When Gabe was growing up, just to speak the name Jamie McGregor was to invoke the devil. Over the years, other names were added to the family’s roll call of hatred. Kate Blackwell. Tony Blackwell. Eve Blackwell. Robert Templeton. Gabe’s grandfather, Hamish, devoted his retirement years and every penny of his meager savings to a doomed lawsuit against the mighty Kruger-Brent corporation. Time after time the case was thrown out of courts from Glasgow to London to New York. Each time the judges were more scathing.

Frivolous.

Greedy.

Entirely without foundation.

Hamish McGregor died a bankrupt, bitter man. Twenty years later, the same fate befell his son, Gabe’s father. Gabe was sixteen when his dad died, his mind corroded with drink and hatred, his body broken from the long, backbreaking years on the docks.

Despite everything, Gabe had loved his dad. He tried to remember the good times they’d had together. Playing on the beach at Elgin when he was three or four. Watching Celtic play at Parkhead, screaming their heads off in the terraces. Dancing around the tree at Christmas, all three of them in the front room, Mam, too, before Dad had started to hit her, before the bitterness got too much.

Two weeks after his father died, Gabe left home.

His mother was worried.

“Where will you go, son? You’ve nae qualifications. You’ll nae find work in Aberdeen, nae now the shipyards are gone.”

“I’m not staying in Scotland, Mam. There’s work down south. Plenty.”

“You mean London?”

Anne McGregor couldn’t have sounded more horrified if Gabe had said he was moving to Beirut.

“I’ll phone you as soon as I’m settled. Do not worry, Mam. I can take care of myself.”

TEN

PETER TEMPLETON SAT IN THE PRIVATE WAITING ROOM AT Mount Sinai Medical Center, staring at the wall. This was where he’d lost his beloved Alex. Even the smell of the place, a mixture of disinfectant and cheap vanilla candles, was gruesomely familiar.

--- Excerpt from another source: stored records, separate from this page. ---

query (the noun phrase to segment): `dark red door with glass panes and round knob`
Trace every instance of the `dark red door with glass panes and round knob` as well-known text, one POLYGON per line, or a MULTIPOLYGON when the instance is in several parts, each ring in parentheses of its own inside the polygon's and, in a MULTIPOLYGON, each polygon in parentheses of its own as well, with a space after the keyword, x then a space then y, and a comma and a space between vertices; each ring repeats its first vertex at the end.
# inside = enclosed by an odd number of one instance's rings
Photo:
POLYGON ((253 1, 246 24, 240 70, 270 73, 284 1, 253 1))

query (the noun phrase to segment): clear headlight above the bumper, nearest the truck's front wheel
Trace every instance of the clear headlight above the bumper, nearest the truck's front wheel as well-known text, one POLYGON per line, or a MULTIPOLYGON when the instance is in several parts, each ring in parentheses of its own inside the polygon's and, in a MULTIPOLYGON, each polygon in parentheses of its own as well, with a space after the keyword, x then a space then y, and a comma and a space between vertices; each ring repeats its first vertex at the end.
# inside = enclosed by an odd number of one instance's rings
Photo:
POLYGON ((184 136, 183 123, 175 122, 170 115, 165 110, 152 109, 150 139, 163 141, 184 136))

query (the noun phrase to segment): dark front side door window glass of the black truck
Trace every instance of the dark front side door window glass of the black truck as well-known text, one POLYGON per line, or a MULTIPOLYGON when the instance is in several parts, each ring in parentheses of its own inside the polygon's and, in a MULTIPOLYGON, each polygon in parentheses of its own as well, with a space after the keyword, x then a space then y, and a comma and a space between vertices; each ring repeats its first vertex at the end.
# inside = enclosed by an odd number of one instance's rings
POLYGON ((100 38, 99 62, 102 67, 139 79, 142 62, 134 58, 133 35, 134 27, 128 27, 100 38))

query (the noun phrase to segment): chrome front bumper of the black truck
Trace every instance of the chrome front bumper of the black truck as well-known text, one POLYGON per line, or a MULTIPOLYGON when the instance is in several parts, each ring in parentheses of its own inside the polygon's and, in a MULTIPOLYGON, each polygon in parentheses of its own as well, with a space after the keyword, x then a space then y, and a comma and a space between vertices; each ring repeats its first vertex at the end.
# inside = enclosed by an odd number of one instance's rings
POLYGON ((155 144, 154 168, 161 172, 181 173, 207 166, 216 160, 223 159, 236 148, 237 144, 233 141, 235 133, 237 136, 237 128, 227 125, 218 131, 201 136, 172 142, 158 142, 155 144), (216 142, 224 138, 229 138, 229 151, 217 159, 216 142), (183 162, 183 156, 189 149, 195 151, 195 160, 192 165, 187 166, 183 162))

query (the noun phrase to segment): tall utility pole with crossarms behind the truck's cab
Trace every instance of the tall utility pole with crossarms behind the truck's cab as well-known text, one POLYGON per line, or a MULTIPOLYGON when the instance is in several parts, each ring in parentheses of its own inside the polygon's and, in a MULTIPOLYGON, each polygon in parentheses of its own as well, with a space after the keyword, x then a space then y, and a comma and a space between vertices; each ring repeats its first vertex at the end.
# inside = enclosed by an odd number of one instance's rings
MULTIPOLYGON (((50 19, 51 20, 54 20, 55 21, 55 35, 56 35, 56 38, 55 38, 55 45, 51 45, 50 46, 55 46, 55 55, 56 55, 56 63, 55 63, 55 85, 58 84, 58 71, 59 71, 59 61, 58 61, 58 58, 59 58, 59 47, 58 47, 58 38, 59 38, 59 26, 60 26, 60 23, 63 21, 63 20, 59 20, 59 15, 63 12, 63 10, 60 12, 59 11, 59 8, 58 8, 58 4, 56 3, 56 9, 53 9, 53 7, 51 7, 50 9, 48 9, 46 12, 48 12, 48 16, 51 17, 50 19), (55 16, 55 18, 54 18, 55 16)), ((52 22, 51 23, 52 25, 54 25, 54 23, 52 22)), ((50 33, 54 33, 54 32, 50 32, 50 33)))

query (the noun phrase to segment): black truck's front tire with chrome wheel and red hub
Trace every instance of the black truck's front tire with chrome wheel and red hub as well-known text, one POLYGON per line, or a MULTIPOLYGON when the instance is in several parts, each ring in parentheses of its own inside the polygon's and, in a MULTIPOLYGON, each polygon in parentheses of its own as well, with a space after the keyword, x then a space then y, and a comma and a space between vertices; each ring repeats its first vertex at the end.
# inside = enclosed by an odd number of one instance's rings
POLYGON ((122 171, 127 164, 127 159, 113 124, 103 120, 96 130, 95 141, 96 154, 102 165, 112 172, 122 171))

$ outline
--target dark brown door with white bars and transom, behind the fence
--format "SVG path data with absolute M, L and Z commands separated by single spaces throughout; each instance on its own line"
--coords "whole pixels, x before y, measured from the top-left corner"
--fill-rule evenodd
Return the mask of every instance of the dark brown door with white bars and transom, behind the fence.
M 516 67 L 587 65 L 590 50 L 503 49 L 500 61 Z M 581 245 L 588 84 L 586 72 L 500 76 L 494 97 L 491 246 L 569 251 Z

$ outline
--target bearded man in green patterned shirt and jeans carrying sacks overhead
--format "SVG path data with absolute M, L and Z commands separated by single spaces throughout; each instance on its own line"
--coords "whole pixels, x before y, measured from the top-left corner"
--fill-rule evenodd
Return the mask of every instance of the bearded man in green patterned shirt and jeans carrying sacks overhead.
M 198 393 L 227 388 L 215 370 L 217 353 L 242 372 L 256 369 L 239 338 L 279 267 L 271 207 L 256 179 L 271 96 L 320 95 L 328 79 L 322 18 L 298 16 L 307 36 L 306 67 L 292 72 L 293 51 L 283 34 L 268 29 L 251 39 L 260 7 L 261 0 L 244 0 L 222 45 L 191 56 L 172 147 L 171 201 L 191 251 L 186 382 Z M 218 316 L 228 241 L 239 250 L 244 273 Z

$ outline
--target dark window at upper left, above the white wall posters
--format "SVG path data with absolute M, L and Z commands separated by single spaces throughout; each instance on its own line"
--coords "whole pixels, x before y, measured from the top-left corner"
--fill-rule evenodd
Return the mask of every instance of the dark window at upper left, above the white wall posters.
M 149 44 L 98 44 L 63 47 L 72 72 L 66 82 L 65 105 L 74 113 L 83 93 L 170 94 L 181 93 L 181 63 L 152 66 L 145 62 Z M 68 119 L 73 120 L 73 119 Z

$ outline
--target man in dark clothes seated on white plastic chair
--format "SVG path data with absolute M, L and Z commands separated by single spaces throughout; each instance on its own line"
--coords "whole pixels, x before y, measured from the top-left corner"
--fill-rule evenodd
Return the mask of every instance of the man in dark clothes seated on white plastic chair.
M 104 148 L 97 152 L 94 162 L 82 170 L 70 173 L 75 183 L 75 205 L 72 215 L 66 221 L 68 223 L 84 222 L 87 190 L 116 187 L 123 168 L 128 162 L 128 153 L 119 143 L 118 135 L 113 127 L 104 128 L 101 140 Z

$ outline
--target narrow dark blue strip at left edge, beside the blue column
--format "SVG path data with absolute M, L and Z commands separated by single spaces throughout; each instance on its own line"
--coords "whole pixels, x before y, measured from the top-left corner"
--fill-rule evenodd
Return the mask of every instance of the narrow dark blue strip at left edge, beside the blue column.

How much more tragedy did the gods have planned for him?

When would it end?

Mindlessly, he picked up a frayed copy of New Woman magazine.

I don’t want a new woman. I want my old woman back.

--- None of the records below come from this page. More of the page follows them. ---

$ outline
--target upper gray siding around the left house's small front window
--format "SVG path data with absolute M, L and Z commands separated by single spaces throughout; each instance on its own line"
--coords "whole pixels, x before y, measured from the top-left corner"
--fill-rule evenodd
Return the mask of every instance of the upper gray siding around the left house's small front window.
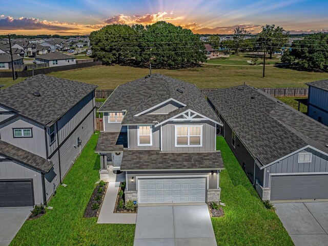
M 13 128 L 32 128 L 32 137 L 14 137 Z M 0 125 L 1 140 L 20 149 L 47 158 L 45 146 L 45 129 L 35 121 L 18 116 Z

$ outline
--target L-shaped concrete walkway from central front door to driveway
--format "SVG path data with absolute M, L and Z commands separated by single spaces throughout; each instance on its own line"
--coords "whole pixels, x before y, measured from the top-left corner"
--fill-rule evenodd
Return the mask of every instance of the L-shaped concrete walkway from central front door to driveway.
M 137 214 L 114 213 L 114 207 L 119 188 L 119 181 L 125 180 L 122 178 L 118 178 L 117 176 L 115 174 L 111 174 L 110 176 L 110 180 L 115 181 L 109 182 L 108 184 L 108 188 L 103 201 L 103 206 L 101 206 L 101 210 L 97 220 L 97 223 L 99 224 L 135 224 L 136 222 Z

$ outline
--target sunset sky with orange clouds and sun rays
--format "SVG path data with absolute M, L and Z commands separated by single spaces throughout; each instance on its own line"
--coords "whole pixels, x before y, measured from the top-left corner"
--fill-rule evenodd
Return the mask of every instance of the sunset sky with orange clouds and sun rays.
M 257 33 L 265 24 L 291 33 L 328 31 L 327 0 L 0 0 L 0 34 L 89 34 L 108 24 L 165 20 L 194 33 Z

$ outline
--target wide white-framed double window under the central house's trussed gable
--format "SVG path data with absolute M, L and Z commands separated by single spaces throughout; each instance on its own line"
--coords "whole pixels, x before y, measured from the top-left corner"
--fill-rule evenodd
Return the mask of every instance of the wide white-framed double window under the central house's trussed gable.
M 188 146 L 202 146 L 202 126 L 175 126 L 175 147 Z

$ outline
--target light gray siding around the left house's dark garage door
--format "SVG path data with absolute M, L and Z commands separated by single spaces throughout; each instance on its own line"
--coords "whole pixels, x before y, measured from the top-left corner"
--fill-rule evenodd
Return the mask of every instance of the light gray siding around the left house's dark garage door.
M 0 158 L 4 158 L 0 156 Z M 32 179 L 34 203 L 43 203 L 42 175 L 39 171 L 16 161 L 0 162 L 0 180 L 1 179 Z

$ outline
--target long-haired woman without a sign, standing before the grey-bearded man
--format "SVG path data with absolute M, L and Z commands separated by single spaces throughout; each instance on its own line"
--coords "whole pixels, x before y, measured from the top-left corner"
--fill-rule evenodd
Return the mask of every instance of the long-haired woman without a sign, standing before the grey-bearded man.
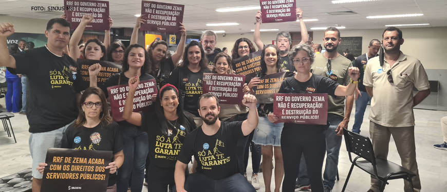
M 183 62 L 172 71 L 168 83 L 179 89 L 184 99 L 184 111 L 194 117 L 197 126 L 202 124 L 199 116 L 197 100 L 202 95 L 203 73 L 211 73 L 202 45 L 193 40 L 186 47 Z

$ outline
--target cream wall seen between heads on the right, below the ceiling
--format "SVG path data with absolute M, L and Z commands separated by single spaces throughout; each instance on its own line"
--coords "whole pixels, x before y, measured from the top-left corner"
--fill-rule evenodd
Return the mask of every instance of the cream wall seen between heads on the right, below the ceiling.
M 382 40 L 382 33 L 384 29 L 370 29 L 370 30 L 341 30 L 341 36 L 362 36 L 363 49 L 366 53 L 369 41 L 373 38 Z M 414 56 L 421 60 L 425 69 L 447 69 L 447 37 L 445 36 L 447 27 L 433 27 L 433 28 L 402 28 L 404 44 L 401 46 L 403 53 Z M 227 47 L 229 53 L 233 48 L 234 42 L 240 37 L 253 39 L 253 33 L 227 34 L 222 37 L 222 34 L 217 34 L 217 47 Z M 316 44 L 323 43 L 324 31 L 313 32 L 313 42 Z M 261 40 L 264 44 L 271 44 L 272 40 L 276 38 L 276 33 L 261 33 Z M 343 44 L 343 38 L 342 38 Z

A few doors down the hall, Agent Andrew Edwards was still in surgery. The man had been a hero, according to his partner. Astonishingly brave. After the second bomb, he’d run into the blazing building, looking for Lexi. He never gave up.

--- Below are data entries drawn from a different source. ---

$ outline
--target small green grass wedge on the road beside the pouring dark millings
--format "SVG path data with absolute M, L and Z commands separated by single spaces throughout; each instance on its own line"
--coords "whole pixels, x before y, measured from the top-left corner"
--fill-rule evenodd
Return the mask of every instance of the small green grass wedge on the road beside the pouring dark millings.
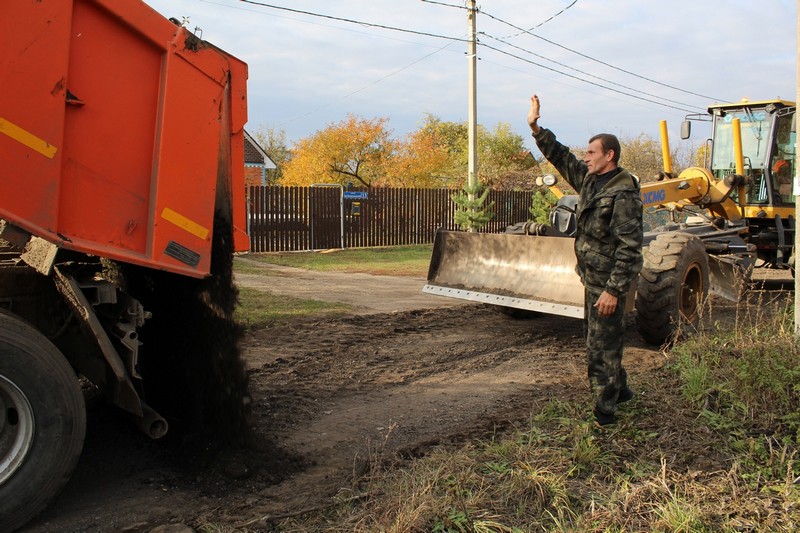
M 246 329 L 253 330 L 273 326 L 290 318 L 339 315 L 351 310 L 352 307 L 341 303 L 304 300 L 240 287 L 239 306 L 234 318 Z

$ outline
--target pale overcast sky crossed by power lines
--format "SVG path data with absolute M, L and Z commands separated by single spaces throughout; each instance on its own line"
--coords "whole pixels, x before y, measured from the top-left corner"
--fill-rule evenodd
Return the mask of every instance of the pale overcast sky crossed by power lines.
M 145 1 L 248 63 L 251 132 L 291 143 L 354 114 L 399 138 L 426 114 L 468 118 L 464 0 Z M 794 0 L 478 6 L 478 121 L 511 124 L 530 148 L 533 92 L 540 124 L 579 147 L 601 131 L 657 138 L 662 119 L 677 143 L 684 116 L 715 101 L 795 99 Z

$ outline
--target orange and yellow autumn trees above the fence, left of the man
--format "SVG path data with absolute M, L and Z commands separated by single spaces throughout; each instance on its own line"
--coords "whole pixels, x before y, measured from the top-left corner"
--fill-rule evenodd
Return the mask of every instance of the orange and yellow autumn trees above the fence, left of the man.
M 460 188 L 467 175 L 467 126 L 429 115 L 397 140 L 388 119 L 355 115 L 301 139 L 291 150 L 280 184 L 354 187 Z M 480 181 L 496 189 L 530 188 L 536 160 L 508 125 L 479 131 Z M 509 186 L 507 186 L 509 185 Z

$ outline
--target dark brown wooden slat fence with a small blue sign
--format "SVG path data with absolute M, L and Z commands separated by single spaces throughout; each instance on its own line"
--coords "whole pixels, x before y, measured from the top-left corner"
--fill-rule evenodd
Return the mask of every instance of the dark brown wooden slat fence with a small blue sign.
M 347 189 L 339 186 L 250 187 L 253 252 L 284 252 L 432 243 L 438 228 L 456 229 L 450 189 Z M 501 232 L 529 218 L 530 191 L 490 191 Z

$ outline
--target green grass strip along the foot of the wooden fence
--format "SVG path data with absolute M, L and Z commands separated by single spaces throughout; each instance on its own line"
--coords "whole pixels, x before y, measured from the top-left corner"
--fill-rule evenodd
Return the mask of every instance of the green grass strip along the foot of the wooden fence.
M 247 254 L 244 257 L 273 265 L 326 272 L 363 272 L 390 276 L 428 275 L 433 245 L 346 248 L 322 252 Z

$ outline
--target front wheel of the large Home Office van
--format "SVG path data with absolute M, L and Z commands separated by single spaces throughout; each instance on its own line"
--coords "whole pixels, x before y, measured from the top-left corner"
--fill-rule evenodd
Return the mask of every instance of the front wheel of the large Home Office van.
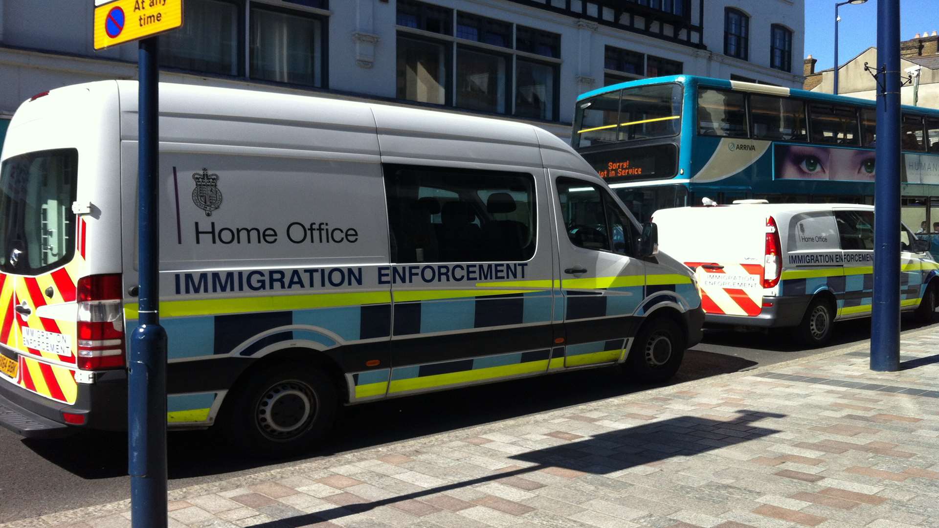
M 660 383 L 678 372 L 685 358 L 685 330 L 670 318 L 646 321 L 623 365 L 625 374 L 641 383 Z

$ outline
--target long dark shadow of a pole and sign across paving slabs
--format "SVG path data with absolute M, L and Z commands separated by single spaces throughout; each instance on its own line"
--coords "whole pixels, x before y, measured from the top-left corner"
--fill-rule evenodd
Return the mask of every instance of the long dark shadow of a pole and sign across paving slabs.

It should have been me in that mill, not him. If he lives, I will reward him for his courage. He can have anything he wants.

If he lives.

Something had gone terribly wrong. The FBI believed they were taking on a small group of armed kidnappers. They’d expected a shoot-out. Instead they stumbled into a series of sophisticated booby traps, triggering bombs powerful enough to wipe out entire villages. Captain Barclay and his men never stood a chance. The first explosion killed three of them outright. By the time FBI reinforcements arrived, all five were dead, entombed in what would soon be the charred wreckage of a fire so catastrophic it could be seen from fifty miles away.

Early indications were that the kidnappers themselves had escaped. In the confusion, and desperate attempts to find Lexi, valuable time had been lost. If they had gotten out, they could be anywhere by now, scattered to the wind.

If they’d gotten out. The fire was so intense, it would be weeks before a final determination was made on all the human remains. It didn’t help that nobody knew exactly how many bodies they were looking for.

Peter overheard the fire chief talking to one of the surgeons.

“It’s a miracle anyone made it out of there alive. Agent Edwards is a lucky guy.”

Second-degree burns to eighty percent of his body, two shattered legs and severe internal bleeding? thought Peter. I’d love to meet an unlucky guy.

“Dr. Templeton?”

Peter looked up. A pretty woman doctor was talking to him.

“You can come in now. Your daughter is awake.”

Lexi blinked, taking in her surroundings.